5. Models with Topic Modeling — LSA
In this section we will perform topic modelling with two main purposes. To perform a dimensionality reduction, in order to deal with models such as the SVC that we did not run before due to their computational cost. On the other hand, we also wanted to see how the classifiers models performed on a sparse matrix of type LSA.



In this case the model with the best f1-score is the LinearSVC, although the SVC offers very good results.
6. Models with Doc2Bow
Now we are going to use feature extraction with dense vectors. In sparse models the numeric vector is not related to the meaning of the words. Dense models like Doc2Bow, encode each word/sentence as a numeric vector with semantic information.



- We notice that with doc2bow dense vectors our models improve substantially.
- The SVC is quite a good model, one of the best. It performs a good prediction of the leisure class, while maintaining good accuracy in the other classes.
7. Keras
In this new model, convolutional networks will be used to try to find an optimal solution to the problem.
Specifically, regardless of the computational cost, the best option is to perform a convolution to obtain the model. However, due to the high computational cost required to perform a convolution, the procedure to be carried out is the definition of a multilayer perceptron focused on solving the classification problem.

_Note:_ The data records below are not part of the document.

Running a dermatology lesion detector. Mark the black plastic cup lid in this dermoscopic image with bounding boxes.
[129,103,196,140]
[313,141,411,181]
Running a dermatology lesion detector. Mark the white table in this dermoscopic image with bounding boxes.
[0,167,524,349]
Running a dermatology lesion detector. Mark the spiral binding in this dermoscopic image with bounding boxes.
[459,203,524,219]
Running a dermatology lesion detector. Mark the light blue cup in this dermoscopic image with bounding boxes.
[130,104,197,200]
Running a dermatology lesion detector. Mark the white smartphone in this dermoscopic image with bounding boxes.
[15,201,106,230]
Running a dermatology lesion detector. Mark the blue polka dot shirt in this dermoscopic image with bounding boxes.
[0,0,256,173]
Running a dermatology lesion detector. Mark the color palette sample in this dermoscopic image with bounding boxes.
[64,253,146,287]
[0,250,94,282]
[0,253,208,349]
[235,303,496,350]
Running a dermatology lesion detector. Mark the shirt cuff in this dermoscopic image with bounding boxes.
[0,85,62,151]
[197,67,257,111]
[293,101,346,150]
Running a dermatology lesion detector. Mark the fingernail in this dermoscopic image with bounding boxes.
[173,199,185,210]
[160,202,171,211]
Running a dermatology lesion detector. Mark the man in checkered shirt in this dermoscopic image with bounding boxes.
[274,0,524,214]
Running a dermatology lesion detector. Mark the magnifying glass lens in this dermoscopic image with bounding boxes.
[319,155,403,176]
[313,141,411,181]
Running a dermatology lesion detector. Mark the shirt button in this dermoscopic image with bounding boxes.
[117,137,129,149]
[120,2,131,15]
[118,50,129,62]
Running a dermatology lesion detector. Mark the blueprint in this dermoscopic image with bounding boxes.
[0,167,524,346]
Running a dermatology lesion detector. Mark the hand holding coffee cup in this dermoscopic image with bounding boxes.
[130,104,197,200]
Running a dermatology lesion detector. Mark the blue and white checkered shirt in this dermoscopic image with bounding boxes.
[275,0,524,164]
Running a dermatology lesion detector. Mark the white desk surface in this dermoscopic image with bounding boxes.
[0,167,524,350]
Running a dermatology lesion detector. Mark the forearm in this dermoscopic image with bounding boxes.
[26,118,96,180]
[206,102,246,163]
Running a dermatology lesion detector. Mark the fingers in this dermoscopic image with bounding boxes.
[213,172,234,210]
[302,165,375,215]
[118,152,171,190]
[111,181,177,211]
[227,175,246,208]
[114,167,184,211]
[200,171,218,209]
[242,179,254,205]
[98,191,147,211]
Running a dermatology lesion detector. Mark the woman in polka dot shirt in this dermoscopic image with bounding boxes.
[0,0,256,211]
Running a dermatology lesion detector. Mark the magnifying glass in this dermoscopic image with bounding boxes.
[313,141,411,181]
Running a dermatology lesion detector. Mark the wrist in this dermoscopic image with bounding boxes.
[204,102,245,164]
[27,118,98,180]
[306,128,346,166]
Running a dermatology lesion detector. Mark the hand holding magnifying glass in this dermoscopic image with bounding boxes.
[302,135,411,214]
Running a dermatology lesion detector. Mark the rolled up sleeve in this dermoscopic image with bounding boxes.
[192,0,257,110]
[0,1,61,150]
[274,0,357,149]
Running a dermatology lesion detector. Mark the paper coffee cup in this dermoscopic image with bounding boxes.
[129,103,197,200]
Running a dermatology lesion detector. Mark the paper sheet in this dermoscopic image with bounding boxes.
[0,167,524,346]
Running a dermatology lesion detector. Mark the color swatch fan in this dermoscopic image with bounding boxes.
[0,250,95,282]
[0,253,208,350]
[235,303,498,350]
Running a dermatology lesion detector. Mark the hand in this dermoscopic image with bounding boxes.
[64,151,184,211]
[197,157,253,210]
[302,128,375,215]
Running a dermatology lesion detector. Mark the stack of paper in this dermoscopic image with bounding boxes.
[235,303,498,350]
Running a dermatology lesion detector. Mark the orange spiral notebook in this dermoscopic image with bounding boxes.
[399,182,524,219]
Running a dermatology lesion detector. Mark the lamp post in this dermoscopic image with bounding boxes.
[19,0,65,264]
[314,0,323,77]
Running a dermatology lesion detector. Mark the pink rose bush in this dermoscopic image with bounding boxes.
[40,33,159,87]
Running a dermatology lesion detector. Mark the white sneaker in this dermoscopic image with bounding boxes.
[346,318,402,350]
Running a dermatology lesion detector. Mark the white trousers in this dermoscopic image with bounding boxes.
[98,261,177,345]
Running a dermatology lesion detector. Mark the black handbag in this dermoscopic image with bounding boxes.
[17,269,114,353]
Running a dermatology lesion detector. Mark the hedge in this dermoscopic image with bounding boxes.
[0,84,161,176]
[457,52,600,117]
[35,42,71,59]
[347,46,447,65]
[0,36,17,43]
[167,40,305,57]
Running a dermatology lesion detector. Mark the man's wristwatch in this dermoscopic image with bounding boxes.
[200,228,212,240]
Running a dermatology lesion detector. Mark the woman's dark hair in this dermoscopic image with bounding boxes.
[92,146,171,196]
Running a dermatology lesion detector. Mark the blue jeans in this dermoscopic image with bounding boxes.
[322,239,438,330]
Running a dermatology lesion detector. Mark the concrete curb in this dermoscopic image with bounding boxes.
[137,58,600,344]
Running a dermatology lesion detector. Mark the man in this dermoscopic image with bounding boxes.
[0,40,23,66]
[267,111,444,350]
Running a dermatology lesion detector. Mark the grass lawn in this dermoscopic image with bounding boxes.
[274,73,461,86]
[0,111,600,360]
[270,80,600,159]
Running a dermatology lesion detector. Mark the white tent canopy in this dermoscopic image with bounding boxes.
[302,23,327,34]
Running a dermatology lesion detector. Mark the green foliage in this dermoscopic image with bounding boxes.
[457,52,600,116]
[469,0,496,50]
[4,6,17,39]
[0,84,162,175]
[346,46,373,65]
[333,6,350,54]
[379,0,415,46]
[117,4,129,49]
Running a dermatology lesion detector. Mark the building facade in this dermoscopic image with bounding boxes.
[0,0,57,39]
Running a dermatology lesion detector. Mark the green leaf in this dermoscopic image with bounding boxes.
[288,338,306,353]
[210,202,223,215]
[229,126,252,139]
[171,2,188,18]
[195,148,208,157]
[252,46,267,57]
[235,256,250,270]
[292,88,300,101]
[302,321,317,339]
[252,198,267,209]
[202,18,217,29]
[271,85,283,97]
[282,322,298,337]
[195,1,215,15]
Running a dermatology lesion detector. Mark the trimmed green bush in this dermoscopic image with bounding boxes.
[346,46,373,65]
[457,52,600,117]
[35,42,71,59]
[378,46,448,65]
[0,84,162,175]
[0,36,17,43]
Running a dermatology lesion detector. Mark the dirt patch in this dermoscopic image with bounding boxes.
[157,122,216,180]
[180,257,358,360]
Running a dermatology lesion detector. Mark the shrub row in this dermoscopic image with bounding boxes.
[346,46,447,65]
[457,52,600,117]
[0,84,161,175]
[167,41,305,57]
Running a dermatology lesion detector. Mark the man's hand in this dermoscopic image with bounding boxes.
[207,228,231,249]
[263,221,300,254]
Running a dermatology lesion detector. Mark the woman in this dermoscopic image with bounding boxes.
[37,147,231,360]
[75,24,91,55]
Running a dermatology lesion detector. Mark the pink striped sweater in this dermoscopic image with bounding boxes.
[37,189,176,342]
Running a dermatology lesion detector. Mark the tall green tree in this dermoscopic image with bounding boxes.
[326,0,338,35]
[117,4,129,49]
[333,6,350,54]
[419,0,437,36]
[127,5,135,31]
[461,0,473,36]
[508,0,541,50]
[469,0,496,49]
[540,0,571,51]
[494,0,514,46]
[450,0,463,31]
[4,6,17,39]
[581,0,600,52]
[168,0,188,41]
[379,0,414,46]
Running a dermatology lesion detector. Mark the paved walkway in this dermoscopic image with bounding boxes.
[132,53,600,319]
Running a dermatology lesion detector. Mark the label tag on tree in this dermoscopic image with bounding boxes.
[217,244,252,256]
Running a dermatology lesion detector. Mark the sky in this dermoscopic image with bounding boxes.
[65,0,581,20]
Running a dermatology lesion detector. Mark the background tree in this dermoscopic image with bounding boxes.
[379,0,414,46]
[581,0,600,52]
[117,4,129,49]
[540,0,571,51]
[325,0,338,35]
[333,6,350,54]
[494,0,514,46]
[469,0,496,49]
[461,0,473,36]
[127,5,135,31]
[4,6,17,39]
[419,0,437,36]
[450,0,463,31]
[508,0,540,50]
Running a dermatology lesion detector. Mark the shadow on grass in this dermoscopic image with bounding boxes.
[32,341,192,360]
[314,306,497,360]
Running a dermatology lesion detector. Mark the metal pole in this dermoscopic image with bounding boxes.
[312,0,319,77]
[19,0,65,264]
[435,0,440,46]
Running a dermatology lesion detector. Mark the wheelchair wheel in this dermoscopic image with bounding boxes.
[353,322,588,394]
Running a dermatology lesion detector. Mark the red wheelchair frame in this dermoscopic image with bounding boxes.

The results obtained using a multi-layer perceptron are not good, a good f1_score is not achieved, but a good solution to the problem of classifying the Leisure (ocio) category is obtained.
8. Final steps
We select what we consider to be the best models and and try to improve them with the use of the model parameters. Then we see how they perform in test set.
We have done this in order to test the model with totally unknown data; and so the model tests with totally new data. It is true that, in this case, this step is somewhat irrelevant, but it can help to give us an estimate of how these models would perform with new news.
- Logistic Regression with TFIDF — Balanced classes

- Linear SVC — LSA

- SVC — Doc2Bow

9. Conclusions
In conclusion, we would like to highlight several important points that we have found throughout this project:
- Firstly, the models have quite a lot of difficulties with the prediction of the Leisure (ocio) class, as can be seen throughout the paper. This class is often confused with the other classes, due to the fact that it is the class for which we have the fewest samples. It should also be said that leisure, with culture and actuality, it makes sense that they can be confused. Add that the news in our dataset do not contain a large amount of text. None of them manage to have a good prediction in this class without reducing f1 score in the other classes.
- It is worth noting the improvement in class balancing. We have noticed how the classifiers have improved their prediction with the sparse vectors when the classes have been balanced. Class balancing, which we also do with the previous model with the sklearn option in the model. This improvement is understandable, since, as we have already mentioned, actuality presented a fairly overwhelming majority with respect to the other classes.
- We can see that the SGDClassifier works well, but we will always reject it as it is not a stable model. It presents large variations and that is why we are not very interested in it.
- We highlight the models that have worked best: Logistic Regression, SVC and LinearSVC. We can see that Keras and, above all, classification trees do not work with this problem and obtain rather poor results.
- The application of dense vectors with Doc2bow to the models shows an improvement in the prediction of the Leisure (Ocio) class with respect to the other ways of vectorising the information.
Finally, we chose the Logistic Regression model with the TF-IDF matrix because it has the best f1 score among those we considered the best models. However, the others also perform quite well as they have a higher accuracy in the leisure class. As they all perform well, we chose the best f1 score.